Nous refusons que les personnels portent seuls la responsabilité d’une organisation devenue incapable d’encaisser les contraintes normales de fonctionnement.
Cette réalité dépasse aujourd’hui largement le seul corps de surveillance, le service technique en est l’exemple le plus frappant.
Comment avons-nous pu en arriver à laisser un établissement de cette importance reposer sur seulement trois agents techniques ?
Chaque jour, ces collègues assurent, avec un professionnalisme remarquable, la maintenance d’une structure vieillissante qui subit les effets du temps, du manque d’investissements et des restrictions budgétaires successives. Ils sont confrontés à une charge de travail devenue disproportionnée, à des urgences permanentes et à une pression constante.
Au-delà de la dégradation du patrimoine immobilier, c’est désormais leur santé physique et leur santé morale qui sont directement mises à l’épreuve.Nous ne pouvons accepter que la maintenance d’un établissement pénitentiaire repose uniquement sur le sens du devoir de quelques agents.

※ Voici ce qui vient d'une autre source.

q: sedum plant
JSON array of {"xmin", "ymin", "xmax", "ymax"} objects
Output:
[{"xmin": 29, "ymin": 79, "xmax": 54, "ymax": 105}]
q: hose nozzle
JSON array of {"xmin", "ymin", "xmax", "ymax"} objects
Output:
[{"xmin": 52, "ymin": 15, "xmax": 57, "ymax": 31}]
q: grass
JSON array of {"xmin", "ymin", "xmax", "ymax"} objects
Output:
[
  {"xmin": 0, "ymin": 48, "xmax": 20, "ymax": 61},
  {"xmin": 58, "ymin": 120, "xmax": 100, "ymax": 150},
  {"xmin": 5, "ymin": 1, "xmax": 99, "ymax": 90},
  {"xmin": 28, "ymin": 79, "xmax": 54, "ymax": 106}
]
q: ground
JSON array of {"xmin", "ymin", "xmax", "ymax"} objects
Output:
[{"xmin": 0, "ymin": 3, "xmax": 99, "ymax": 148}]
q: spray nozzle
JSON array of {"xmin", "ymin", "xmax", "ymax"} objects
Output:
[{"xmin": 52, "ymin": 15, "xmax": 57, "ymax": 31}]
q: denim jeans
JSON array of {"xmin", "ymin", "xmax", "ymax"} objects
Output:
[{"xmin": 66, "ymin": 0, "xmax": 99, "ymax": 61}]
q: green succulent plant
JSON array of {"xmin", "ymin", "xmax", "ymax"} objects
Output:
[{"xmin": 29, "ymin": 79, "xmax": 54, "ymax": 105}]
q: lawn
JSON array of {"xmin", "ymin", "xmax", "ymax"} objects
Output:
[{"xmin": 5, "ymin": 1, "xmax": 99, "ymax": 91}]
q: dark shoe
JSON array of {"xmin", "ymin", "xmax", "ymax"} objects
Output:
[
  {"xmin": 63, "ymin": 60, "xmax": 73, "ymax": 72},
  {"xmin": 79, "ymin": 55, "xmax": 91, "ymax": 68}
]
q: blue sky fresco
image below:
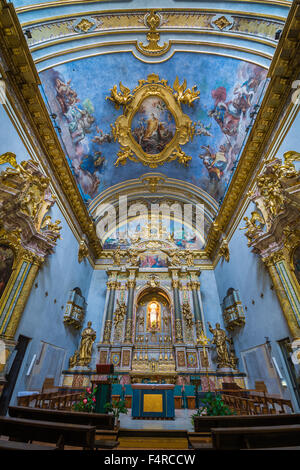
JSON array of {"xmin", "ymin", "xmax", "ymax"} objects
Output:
[{"xmin": 40, "ymin": 52, "xmax": 266, "ymax": 201}]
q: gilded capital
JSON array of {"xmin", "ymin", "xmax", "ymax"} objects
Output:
[
  {"xmin": 126, "ymin": 279, "xmax": 136, "ymax": 289},
  {"xmin": 172, "ymin": 279, "xmax": 181, "ymax": 289}
]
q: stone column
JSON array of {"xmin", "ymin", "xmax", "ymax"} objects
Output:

Nos personnels administratifs ne sont pas davantage épargnés.
Eux aussi accomplissent chaque jour un travail indispensable dans des conditions devenues particulièrement dégradées. Malgré une charge administrative toujours plus
importante, et une évolue des missions continue, ils continuent d’assurer le
fonctionnement de l’établissement avec un grand professionnalisme.
Et malgré cela, ils découvrent cette année une diminution de leur Complément Indemnitaire Annuel.
Quel message leur est envoyé ?
Alors même que chacun reconnaît leur investissement, leur disponibilité et leur engagement, ils voient leur reconnaissance financière diminuer.
Il est difficile d’y voir autre chose qu’un profond découragement adressé à des personnels qui tiennent pourtant l’administration à bout de bras.
Enfin, derrière ces situations particulières, un constat s’impose.
Qu’il s’agisse du corps de surveillance, des personnels techniques ou des personnels administratifs, le problème est toujours le même : les missions augmentent, les exigences augmentent, les contraintes augmentent, mais les moyens humains et financier ne suivent plus.
Les agents ne demandent pas des discours,Ils demandent simplement des effectifs suffisants, des organisations réalistes et une reconnaissance à la hauteur de leur engagement.
FO Justice Val de Reuil continuera à porter cette exigence avec constance, parce qu’il n’est plus possible de considérer comme normales des conditions de travail qui, depuis trop longtemps, ne le sont plus.